Nice work mate,looks like a fun project, very interesting.

I can see I’m going to have to start wearing my Gath helmet again if this movement catches on ! : )

S35,

One thing that particularly interested me was your shaping set-up - how did you manage to get the board not to move while doing the deck and bottom? I could see a clamp on one side of the chair when you had the board on its rail - what was the method here to stablise the board.

I shaped a board on a set of saw stills and put a wooden jig underneath, but there was still too much movement for my liking.

Bob

the board looks great. you guys keep posting up these awesome Alaias. makes me wanna try to make one. just gotta figure out what type of wood to go with.

keep up the good work

This might go against the whole alaia “thing” but what if you glassed a pine board?
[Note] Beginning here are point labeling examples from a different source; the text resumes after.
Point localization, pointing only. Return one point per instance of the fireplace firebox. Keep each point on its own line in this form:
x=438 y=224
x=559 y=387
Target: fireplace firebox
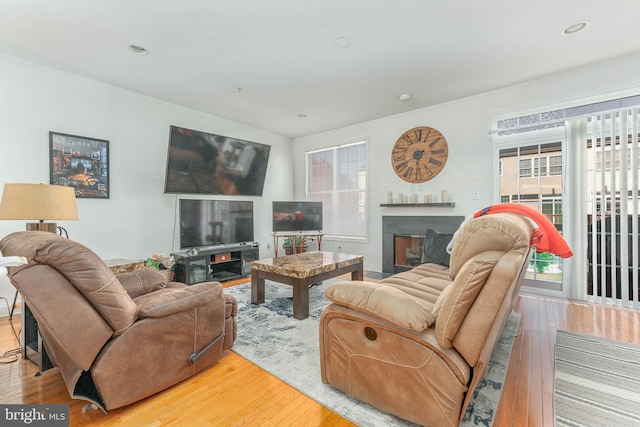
x=403 y=238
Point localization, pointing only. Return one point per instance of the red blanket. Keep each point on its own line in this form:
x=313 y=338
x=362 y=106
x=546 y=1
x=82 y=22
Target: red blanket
x=546 y=237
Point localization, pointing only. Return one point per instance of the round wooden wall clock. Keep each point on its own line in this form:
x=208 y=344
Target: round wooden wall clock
x=419 y=154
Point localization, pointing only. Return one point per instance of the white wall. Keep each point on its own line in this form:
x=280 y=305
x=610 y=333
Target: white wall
x=465 y=124
x=138 y=219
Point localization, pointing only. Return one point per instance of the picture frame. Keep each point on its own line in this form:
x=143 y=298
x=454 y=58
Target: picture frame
x=79 y=162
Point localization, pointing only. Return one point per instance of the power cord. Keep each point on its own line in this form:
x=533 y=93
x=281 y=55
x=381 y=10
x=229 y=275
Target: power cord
x=11 y=356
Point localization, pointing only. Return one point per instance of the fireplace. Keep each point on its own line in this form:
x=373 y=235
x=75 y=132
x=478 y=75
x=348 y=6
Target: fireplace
x=407 y=250
x=403 y=238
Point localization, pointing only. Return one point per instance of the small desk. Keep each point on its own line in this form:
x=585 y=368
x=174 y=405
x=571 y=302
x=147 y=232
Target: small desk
x=300 y=271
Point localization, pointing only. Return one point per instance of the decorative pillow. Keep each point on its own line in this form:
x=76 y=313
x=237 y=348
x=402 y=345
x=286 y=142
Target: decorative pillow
x=435 y=247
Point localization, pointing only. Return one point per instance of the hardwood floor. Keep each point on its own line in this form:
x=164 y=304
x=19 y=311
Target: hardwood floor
x=236 y=392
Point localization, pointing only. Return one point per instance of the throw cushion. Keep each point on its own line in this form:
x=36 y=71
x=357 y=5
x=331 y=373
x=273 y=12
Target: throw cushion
x=435 y=247
x=384 y=302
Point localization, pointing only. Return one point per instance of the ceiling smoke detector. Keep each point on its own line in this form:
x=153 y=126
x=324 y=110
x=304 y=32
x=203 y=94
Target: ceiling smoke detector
x=138 y=50
x=575 y=28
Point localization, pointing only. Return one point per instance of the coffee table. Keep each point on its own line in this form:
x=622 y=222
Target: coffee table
x=300 y=271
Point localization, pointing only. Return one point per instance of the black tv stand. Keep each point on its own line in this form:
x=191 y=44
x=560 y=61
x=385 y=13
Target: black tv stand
x=217 y=263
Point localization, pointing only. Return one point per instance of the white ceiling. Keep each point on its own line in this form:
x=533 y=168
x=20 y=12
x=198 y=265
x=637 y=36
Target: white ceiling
x=262 y=62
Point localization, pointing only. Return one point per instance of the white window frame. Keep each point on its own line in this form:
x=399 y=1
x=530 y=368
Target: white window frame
x=363 y=199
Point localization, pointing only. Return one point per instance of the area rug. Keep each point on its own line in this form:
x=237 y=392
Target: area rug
x=287 y=348
x=596 y=381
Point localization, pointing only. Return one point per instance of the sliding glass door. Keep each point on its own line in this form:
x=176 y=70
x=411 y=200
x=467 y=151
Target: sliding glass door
x=532 y=174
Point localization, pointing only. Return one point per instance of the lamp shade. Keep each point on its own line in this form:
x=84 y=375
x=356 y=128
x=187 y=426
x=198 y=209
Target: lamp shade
x=38 y=202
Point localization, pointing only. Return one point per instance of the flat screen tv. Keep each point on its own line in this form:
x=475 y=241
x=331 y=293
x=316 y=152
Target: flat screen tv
x=215 y=222
x=205 y=163
x=297 y=216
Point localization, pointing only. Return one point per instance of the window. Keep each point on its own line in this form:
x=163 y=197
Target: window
x=539 y=166
x=555 y=165
x=337 y=177
x=525 y=168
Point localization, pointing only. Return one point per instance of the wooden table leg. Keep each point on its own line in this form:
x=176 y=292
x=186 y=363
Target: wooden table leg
x=300 y=299
x=358 y=274
x=257 y=288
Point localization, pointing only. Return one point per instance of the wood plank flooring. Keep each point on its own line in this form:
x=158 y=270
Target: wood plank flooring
x=236 y=392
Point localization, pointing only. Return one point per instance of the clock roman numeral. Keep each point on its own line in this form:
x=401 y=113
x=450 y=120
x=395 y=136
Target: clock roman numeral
x=400 y=166
x=408 y=173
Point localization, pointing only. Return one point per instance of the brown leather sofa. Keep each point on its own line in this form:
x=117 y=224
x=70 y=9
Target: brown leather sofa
x=417 y=343
x=117 y=339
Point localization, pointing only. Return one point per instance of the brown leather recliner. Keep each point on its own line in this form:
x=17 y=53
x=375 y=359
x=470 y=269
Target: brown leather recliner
x=117 y=339
x=417 y=343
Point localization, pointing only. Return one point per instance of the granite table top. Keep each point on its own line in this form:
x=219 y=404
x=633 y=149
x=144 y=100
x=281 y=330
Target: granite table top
x=306 y=264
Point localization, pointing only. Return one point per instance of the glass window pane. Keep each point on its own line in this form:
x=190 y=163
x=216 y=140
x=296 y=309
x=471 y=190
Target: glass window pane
x=342 y=191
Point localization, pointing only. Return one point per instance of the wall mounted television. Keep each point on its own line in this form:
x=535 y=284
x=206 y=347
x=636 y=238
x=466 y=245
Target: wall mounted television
x=205 y=163
x=297 y=216
x=215 y=222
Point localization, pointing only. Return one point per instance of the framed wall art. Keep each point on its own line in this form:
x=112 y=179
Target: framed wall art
x=81 y=163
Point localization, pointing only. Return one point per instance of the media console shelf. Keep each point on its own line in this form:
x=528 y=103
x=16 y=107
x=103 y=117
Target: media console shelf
x=219 y=263
x=413 y=205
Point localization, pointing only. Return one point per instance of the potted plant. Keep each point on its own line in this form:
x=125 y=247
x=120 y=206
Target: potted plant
x=163 y=263
x=300 y=242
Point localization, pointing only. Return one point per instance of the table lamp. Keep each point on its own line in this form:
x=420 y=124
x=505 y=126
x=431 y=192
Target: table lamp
x=38 y=202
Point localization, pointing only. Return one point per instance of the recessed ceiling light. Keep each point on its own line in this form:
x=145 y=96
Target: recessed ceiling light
x=575 y=28
x=342 y=42
x=138 y=50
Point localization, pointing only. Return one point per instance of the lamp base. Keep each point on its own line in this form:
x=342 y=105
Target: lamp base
x=42 y=226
It could help with the flex and water issues.

Hi Bob,

My setup was by necessity quite basic and definately not ideal. I used the clamped piece of wood you see on the seats to stop the bottom rail sliding away from the back of the stool. By placing the stools in opposition to each other I was able to form quite a tight hold on the wood. Be warned, the stool backs left some nasty marks in the wood which I am having to hide/disguise/repair. Later on in the process I wrapped some cloth around the surfaces which came into contact with the wood and this prevented any further damage. Once I got to shaping and sanding the deck etc I found gravity and friction against the material sufficient to hold the bord in place. No different to regular shaping stands.

If after having completed this I decide to build more boards (I think we all know the answer!!) I will make some custom trestles.

Here are a couple more pictures showing the nose area of the board. As you can see I have left the transition between the rail and the hull quite sharp for now, whereas I have started to blend the rail with the deck on the top side. Having read some of the other posts in the past, I am wary of rounding things out too much.

1st pic shows deck and RHS rail

Deck and RHS again

Last pic showing underside at the nose.

Thanks again for the comments.

Regards

Surfer, 35

very nice board

it would have better bouyancy tho and be durable. you could make the core in polystyrene and laminate red cedar to it then glass the whole lot in 4 oz. it would weigh no more then 5 pounds and it could be similar stiffness if you chuck in some carbon fiber. just a fully hightech version and maybe with a touch of rocker.

gotta say this is one of the nicest alaias ive seen tho

do you mind if i copy it?

I finished work early today and managed to borrow a soldering iron too.

I decided to start work on the logo - I made a template on the computer, printed it, and then transferred it to the deck using carbon paper.

I’m pretty pleased with the result too. I had to use dots to follow the outline for two reasons.

  1. The iron did not have enough power to keep it’s heat whilst drawing lines.

  2. The grain in the pine caused the tip of the iron to jump making it very difficult to copy the pattern.

I want to add the dimensions and a signature to the board as well, I may have to come up with a cunning plan to achieve this!